Directly opposite Balham station, this self-styled modern British pub has all the hipster trappings you could wish for. It also serves up a cracking Sunday lunch that will appeal to vegans as well as diehard carnivores. If meat is your thing, get the juices flowing with some duck croquettes before tackling the main event – dry-aged beef rump cap, suffolk chicken, west country pork belly or slow-roast devon lamb shoulder with all the necessary accompaniments. If meat isn’t your thing, order a plate of ssamjang fried cauliflower, sweet peppers, ginger and spring onion before the vegan wellington with roasties, roots, greens and plant-based gravy.
As popular with well-heeled locals as a flash sale on Range Rovers, the Sunday roast at this Young’s-owned Wimbledon stalwart is everything you’d want from a home-cooked lunch, but without the faff. Juicy, pink-middled 21-day aged striploin, dingley dell pork belly with apple sauce and crackling, or half a succulent lemon-and-thyme-marinated chicken come with all the trimmings: potatoes roasted in goose fat, herb-specked root veg, lashings of gravy, and a giant yorkshire pud. If you can’t make you mind up, opt for the Dog & Fox trio – a platter of all three meats, plus trimmings. Eat in the main bar (no table service here), the Scullery next to the open kitchen or in one of the quieter overspill areas.
You’ll probably know this shiny all-day diner for its snazzy interiors, brunch deals, flatbreads and Herculean burgers, but come Sunday it also wheels out a gargantuan roast lunch in true Brit style. Sound the trumpet for big plates of 32-day dry-aged rib of beef or corn-fed chicken, all served with roast potatoes, greens, honey-roast parsnips, yorkshire pud and gravy. You might fancy a bottle of English fizz and a dessert too (perhaps tiramisu in a glass), but that’s no problem for the staff at this soulful and upscale adjunct to the rather anonymous Park Plaza Waterloo hotel next door.
If the Sunday scrum of people around Spitalfields gets a bit much, you can always retreat to the cosseting surrounds of this Michelin-starred high flyer from the Galvin brothers. Billed as a ‘family Sunday lunch’, their offer is exactly that, with a mini menu for the under-12s (such as roast chicken with mash) and toys to keep them amused while you lap up the food, the glorious wines and the jazz soundtrack.
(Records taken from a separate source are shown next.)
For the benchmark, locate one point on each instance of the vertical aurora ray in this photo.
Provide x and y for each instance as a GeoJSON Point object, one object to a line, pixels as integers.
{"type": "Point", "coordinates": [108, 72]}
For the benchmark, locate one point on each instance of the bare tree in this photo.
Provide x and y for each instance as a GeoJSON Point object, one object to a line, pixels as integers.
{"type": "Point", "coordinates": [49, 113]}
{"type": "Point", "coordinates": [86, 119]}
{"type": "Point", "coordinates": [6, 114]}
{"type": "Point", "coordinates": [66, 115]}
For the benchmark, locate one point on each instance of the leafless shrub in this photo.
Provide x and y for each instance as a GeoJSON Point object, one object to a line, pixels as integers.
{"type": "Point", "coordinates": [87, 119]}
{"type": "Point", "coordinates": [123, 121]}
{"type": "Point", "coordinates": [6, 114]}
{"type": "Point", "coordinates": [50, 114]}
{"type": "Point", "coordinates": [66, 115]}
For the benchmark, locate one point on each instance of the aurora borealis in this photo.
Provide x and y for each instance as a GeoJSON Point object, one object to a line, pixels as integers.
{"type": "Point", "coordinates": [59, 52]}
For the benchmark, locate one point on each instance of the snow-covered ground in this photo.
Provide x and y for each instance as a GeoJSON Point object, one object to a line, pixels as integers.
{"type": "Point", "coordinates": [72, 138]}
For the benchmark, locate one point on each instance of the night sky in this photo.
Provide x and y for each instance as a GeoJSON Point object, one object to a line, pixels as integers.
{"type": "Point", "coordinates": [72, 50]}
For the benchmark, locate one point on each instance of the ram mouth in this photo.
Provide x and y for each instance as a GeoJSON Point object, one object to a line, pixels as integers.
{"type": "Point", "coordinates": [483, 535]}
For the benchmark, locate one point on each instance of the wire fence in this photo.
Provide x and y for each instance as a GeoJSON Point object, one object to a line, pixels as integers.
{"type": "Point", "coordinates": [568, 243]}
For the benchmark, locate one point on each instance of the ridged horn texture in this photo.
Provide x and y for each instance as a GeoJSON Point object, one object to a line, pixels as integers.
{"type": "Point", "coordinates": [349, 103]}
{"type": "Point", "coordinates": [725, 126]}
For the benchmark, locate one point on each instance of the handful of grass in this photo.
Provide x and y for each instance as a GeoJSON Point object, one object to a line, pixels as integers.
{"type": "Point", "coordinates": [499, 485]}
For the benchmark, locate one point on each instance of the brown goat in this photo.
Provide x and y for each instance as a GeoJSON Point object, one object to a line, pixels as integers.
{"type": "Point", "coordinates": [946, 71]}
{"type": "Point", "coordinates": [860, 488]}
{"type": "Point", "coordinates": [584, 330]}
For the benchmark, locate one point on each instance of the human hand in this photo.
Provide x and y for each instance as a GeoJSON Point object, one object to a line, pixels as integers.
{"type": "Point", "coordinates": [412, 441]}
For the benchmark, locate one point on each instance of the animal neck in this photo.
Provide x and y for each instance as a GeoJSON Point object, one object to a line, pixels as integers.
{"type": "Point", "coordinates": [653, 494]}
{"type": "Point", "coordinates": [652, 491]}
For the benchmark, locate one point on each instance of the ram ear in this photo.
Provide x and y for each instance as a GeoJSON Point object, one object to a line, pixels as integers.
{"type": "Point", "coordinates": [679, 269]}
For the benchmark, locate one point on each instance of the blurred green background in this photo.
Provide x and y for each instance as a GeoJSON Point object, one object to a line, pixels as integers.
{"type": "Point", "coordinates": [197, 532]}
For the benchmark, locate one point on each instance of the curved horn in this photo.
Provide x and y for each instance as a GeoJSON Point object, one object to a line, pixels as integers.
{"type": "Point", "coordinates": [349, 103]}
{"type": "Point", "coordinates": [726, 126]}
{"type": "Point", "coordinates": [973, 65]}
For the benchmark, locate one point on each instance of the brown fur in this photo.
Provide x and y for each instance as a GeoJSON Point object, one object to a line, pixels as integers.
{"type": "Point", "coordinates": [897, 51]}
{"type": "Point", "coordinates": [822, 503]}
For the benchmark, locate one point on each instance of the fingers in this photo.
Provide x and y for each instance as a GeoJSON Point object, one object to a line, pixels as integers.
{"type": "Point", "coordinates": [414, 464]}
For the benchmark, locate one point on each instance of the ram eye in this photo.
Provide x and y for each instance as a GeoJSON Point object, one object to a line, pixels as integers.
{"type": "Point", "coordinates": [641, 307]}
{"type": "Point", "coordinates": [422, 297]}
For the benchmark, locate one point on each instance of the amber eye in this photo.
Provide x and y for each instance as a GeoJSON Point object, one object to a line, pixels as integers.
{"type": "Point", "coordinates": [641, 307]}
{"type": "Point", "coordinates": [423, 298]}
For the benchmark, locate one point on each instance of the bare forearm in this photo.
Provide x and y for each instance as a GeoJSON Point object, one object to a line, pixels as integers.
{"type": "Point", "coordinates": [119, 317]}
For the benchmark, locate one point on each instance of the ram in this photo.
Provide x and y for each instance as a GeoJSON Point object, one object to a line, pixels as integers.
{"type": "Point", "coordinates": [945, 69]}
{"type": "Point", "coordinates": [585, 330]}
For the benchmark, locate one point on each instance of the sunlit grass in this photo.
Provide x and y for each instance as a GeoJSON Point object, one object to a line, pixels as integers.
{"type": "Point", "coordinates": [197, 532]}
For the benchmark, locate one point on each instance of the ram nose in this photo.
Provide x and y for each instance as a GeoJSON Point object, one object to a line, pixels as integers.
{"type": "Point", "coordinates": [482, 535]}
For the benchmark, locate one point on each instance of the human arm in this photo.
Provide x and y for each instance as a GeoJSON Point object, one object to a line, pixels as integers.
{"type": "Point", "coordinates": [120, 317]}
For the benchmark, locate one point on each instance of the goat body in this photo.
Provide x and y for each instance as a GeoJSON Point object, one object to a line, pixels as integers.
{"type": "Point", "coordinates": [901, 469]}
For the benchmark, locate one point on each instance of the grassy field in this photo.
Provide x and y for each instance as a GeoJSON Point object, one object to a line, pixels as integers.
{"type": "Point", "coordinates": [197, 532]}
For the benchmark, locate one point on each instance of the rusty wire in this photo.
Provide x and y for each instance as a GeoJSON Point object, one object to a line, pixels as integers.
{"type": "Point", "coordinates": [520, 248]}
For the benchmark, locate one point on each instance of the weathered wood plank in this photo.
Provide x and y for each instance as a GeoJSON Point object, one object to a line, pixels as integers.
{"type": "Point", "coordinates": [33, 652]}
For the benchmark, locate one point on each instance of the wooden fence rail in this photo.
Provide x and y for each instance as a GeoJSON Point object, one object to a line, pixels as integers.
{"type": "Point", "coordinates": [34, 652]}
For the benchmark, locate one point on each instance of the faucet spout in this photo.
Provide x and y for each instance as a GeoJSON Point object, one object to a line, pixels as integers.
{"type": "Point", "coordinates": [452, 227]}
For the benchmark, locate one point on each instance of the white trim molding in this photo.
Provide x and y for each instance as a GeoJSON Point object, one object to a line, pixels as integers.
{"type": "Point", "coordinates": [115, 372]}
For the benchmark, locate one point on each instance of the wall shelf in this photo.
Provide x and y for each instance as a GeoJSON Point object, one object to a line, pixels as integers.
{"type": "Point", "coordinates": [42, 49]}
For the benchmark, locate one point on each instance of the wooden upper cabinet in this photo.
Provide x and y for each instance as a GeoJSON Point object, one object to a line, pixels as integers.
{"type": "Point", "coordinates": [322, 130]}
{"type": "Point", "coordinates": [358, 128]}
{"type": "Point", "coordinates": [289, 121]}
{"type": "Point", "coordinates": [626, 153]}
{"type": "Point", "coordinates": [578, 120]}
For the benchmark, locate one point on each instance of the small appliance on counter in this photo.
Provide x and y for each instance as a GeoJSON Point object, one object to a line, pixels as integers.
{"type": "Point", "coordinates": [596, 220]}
The menu is largely French, with the odd English dish thrown in and a centrepiece roast – usually sirloin of Cumbrian beef with a Yorkshire pudding, roast potatoes, glazed carrots and green beans. For afters, some Fourme d’Ambert cheese should do the trick.
From the folks behind The Culpeper in Aldgate, this clattering and attractively airy Clerkenwell gastropub is such a treat – especially on Sundays. A chirpy atmosphere and savvy staff play their part, but the food’s the irrefutable star. Chicken, lamb and sublimely tender pork belly are served in rotation most weeks, but there’s always beef wellington – imagine two succulent inch-thick slices of medium-rare meat in pastry, accompanied by creamy leek gratin and red cabbage, crunchy goose-fat roasties and a fluffy yorkshire pud. Stonking starters are picked from the main menu and it’s worth leaving room for dessert – the old-school crumble will make you drool.
Venue says First-floor dining room available for private hire!
Officially Fulham’s worst-kept secret, this terrific gastropub gets booked up weeks in advance – you could be looking at a month-long wait for a Sunday lunch table. However, patience brings its own rewards in the form of 45-day aged Hereford beef with roasties, Yorkshire pudding, cauliflower cheese croquettes, horseradish cream, roots, greens and bone-marrow gravy. Alternatively, you might stumble on roast rump of Tamworth pork or one of their famed game specials (Yorkshire grouse with wild mushrooms, cabbage and bacon, say). Go with an empty stomach and savour every Michelin-starred mouthful, from venison faggots with chestnut and prune to blackcurrant jam doughnuts with citrus cream. And if you want your Sunday lunch for supper, they can do that too.
Finding a decent Sunday roast in the centre of town used to be a mission fraught with the fear of greying beef. Now there’s a Hawksmoor in just about every corner of the capital, serving a slap-up lunch with all the trimmings for £22. And holy cow, the British-reared beef rump is delicious, full of flavour and cooked to a rosy medium-rare – first over charcoal, then in the oven. It’s paired with fluffy potatoes roasted in beef dripping, greens, carrots, garlic cloves and sweet roasted shallots, plus lashings of bone marrow and onion gravy. Truly a roast to boast about. Just remember the caveat: ‘We can’t guarantee roasts will be available after 5pm’.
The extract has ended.